From 2009 to 2013, federal revenues lost to wind-power developers are estimated to be $14 billion—$6 billion from the production tax credit, plus $8 billion courtesy of an alternative-energy subsidy in the stimulus package—according to the Joint Committee on Taxation and the Treasury Department. If Congress were to extend the production tax credit, it would mean an additional $12 billion cost to taxpayers over the next 10 years….

The Obama administration and other advocates of wind power argue that the subsidy provided by the tax credit allows the wind industry to sustain American jobs. But they are jobs that exist only because of the subsidy. Keeping a weak technology alive that can't make it on its own won't create nearly as many jobs as the private sector could create if it had the kind of low-cost, reliable, clean electricity that wind power simply can't generate.

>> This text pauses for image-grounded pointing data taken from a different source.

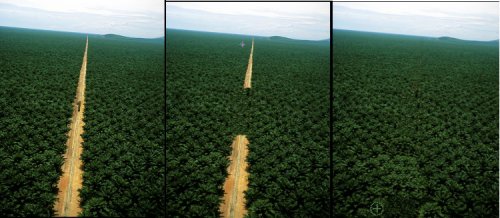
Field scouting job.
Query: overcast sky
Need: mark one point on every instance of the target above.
(131, 18)
(298, 20)
(464, 20)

While the cost of renewable energy has declined over the years, it is still far more expensive than conventional sources. And even the administration's secretary of energy, Steven Chu, calls wind "a mature technology," which should mean it is sufficiently advanced to compete in a free market without government subsidies. If wind power cannot compete on its own after 20 years without costly special privileges, it never will.

Letting subsidies like these expire should be a no-brainer because the last thing our economy needs is another drag on it.